By Stephen DravisiBerkshires Staff

Hancock town meeting members Monday vote on a routine item early in the meeting.
HANCOCK, Mass. — By the narrowest of margins Monday, the annual town meeting voted to strike from the town report messaging that some residents described as, "inflammatory," "divisive" and unwelcoming to new residents.
 
On a vote of 50-48, the meeting voted to remove the inside cover of the report as it appeared on the town website and in printed versions distributed prior to the meeting and at the elementary school on Monday night.
 
The text, which appeared to be a reprinted version of an Internet meme, read, "You came here from there because you didn't like it there, and now you want to change here to be like there.
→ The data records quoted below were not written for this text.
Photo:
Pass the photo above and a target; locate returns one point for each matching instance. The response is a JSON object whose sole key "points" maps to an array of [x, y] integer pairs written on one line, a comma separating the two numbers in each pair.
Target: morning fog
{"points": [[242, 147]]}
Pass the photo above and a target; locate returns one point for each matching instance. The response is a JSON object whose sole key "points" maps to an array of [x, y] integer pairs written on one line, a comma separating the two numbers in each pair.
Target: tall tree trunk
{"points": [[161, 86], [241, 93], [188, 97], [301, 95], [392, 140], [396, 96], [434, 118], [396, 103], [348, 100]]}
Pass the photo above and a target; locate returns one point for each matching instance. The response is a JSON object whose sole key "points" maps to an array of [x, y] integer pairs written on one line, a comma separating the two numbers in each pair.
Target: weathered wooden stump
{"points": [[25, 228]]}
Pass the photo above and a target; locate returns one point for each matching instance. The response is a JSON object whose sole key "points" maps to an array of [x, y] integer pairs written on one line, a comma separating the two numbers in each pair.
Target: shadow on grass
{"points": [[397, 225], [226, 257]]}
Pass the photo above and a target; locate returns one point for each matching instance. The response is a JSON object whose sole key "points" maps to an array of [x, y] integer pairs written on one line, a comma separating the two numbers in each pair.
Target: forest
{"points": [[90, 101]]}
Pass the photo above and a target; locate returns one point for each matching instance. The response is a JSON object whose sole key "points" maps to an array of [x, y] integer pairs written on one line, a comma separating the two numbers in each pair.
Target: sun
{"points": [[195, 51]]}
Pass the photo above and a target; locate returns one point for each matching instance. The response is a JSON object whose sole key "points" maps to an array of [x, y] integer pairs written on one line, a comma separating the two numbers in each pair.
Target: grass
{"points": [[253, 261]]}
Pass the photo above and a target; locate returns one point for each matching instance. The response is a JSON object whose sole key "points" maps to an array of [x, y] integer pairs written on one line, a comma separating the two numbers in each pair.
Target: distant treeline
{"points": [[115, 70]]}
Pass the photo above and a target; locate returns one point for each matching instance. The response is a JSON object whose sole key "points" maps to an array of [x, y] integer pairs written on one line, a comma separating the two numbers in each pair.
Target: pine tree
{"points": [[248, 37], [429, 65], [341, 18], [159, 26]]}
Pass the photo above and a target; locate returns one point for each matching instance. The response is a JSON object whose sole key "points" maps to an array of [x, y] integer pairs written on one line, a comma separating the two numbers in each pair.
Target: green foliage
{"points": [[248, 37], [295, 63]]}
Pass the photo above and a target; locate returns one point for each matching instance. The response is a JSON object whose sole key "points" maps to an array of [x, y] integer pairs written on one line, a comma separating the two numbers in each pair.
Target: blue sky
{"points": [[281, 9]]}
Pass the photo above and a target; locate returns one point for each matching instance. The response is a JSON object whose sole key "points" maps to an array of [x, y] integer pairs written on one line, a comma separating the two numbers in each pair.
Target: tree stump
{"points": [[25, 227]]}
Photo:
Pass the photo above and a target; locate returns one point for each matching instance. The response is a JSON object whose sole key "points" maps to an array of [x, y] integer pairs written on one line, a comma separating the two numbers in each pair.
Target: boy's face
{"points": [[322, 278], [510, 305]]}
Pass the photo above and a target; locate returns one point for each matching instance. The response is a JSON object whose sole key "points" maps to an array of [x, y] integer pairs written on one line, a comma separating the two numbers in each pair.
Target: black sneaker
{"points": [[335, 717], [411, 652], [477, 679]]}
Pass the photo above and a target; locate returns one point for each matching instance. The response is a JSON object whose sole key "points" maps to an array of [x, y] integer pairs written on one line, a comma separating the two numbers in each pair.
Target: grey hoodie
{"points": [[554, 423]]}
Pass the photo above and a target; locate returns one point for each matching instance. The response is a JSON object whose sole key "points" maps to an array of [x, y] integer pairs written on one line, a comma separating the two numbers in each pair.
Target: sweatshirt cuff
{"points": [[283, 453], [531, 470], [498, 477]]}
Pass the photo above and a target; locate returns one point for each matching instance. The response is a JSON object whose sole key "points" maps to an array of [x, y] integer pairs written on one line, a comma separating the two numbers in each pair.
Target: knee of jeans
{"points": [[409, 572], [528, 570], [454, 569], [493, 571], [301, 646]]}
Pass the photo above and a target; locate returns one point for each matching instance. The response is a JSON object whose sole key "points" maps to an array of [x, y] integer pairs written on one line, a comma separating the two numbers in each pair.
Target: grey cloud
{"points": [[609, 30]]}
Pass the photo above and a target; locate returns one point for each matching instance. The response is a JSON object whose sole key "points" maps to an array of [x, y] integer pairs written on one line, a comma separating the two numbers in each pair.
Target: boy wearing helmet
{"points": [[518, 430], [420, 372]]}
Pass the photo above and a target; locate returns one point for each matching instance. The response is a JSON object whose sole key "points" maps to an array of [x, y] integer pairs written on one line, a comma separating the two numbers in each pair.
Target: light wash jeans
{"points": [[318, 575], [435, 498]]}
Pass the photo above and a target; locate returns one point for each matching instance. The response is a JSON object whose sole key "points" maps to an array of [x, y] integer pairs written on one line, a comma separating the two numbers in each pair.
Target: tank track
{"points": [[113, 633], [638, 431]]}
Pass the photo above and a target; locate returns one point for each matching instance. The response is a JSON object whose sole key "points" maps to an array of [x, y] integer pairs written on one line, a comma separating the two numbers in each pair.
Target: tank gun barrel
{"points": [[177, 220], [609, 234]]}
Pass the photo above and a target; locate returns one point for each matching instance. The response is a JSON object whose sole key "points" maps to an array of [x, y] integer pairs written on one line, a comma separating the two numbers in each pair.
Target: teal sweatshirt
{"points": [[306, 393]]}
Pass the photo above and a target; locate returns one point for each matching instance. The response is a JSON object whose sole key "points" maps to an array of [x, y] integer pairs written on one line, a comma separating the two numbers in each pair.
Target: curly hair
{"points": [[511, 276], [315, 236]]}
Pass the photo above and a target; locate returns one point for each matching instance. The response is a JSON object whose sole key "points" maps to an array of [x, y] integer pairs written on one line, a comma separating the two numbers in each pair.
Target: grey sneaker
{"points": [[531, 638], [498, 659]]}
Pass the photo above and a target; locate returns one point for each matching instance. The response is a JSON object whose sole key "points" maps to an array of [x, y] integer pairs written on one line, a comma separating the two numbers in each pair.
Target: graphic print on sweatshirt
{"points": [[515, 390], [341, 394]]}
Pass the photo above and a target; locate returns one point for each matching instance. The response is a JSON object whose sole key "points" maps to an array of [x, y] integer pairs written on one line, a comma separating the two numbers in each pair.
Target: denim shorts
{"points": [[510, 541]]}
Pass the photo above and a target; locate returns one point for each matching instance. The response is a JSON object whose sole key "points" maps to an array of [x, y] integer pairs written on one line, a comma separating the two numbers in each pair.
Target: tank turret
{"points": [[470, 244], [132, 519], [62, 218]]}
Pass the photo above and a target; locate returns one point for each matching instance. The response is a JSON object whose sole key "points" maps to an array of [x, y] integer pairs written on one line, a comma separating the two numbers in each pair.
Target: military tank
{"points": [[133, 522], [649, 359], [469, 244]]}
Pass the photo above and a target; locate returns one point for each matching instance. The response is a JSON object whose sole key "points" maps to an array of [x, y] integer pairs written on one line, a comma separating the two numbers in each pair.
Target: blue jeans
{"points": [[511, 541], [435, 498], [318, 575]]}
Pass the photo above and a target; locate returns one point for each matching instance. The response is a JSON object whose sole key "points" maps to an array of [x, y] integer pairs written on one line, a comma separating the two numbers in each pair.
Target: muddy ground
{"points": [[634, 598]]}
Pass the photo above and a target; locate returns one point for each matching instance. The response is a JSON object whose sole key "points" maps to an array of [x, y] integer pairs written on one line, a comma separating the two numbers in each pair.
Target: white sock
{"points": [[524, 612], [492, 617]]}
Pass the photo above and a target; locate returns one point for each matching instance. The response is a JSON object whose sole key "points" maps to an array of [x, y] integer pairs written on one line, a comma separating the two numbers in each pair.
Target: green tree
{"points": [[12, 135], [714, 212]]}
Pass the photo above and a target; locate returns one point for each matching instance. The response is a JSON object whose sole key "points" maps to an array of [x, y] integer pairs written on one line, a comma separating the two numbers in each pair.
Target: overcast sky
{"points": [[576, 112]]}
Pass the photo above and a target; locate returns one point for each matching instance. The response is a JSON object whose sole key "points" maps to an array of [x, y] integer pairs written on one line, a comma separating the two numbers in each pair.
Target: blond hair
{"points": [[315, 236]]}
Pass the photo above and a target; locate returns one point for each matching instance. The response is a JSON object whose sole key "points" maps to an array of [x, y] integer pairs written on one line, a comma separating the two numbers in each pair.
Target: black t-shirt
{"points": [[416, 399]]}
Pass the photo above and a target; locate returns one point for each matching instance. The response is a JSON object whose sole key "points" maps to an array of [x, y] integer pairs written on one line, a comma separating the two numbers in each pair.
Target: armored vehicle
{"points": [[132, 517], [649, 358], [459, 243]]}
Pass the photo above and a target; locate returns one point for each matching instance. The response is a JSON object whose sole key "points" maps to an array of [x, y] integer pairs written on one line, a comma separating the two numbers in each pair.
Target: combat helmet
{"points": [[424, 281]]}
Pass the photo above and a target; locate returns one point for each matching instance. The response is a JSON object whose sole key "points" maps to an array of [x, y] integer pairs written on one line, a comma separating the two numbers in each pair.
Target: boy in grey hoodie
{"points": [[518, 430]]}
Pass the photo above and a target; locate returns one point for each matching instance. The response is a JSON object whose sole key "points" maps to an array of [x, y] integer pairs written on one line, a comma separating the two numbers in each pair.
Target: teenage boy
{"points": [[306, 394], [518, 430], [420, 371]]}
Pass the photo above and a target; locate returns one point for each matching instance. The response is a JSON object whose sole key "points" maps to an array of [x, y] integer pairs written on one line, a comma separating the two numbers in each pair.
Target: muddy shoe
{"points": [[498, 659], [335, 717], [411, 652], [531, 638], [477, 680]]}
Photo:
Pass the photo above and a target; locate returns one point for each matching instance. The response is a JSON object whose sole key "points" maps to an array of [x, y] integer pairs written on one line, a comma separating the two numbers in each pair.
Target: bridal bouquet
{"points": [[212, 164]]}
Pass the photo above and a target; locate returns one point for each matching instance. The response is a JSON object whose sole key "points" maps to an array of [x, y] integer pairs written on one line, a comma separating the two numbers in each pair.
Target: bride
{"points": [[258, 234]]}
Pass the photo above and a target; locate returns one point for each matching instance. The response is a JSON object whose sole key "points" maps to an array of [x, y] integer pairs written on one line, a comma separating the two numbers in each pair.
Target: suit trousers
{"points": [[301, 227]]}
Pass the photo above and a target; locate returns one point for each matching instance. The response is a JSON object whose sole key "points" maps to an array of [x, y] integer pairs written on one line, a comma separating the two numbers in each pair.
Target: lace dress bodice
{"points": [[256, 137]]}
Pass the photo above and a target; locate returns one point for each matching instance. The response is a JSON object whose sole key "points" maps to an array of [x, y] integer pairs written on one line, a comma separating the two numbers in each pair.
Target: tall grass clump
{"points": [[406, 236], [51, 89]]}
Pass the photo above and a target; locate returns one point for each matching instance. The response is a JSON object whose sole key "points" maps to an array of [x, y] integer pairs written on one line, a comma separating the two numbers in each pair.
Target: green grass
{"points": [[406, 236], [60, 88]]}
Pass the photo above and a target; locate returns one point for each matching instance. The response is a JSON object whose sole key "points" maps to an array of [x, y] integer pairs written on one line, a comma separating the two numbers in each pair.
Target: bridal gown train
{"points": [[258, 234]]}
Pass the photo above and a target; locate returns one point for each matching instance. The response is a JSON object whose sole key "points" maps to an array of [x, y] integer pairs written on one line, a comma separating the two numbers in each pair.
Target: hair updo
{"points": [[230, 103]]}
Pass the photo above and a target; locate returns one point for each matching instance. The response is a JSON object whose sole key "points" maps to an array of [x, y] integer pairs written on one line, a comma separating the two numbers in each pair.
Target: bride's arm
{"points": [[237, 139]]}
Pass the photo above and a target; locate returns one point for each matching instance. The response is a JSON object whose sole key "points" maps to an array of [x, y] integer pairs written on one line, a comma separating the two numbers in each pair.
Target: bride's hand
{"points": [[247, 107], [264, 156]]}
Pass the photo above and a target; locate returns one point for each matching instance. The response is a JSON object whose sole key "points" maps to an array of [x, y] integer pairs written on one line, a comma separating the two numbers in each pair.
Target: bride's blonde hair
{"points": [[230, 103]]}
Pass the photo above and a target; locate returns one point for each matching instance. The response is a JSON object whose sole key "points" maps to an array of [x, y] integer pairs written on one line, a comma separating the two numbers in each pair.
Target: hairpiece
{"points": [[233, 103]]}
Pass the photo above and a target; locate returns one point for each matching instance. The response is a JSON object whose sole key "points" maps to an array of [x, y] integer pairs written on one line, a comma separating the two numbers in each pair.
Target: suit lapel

You are welcome here, only don't try to make here like there. If you want to make here like there, you shouldn't have left there in the first place."
 
After the meeting breezed through the first 18 articles on the town meeting warrant agenda with hardly a dissenting vote, a member rose to ask if it would be unreasonable for the meeting to vote to remove the meme under Article 19, the "other business" article.
 
"No, you cannot remove it," Board of Selectmen Chair Sherman Derby answered immediately.
 
After it became clear that Moderator Brian Fairbank would entertain discussion about the meme, Derby took the floor to address the issue that has been discussed in town circles since the report was printed earlier this spring.
 
"Let me tell you about something that happened this year," Derby said. "The School Department got rid of Christmas. And they got rid of Columbus Day. Now it's Indigenous People's Day.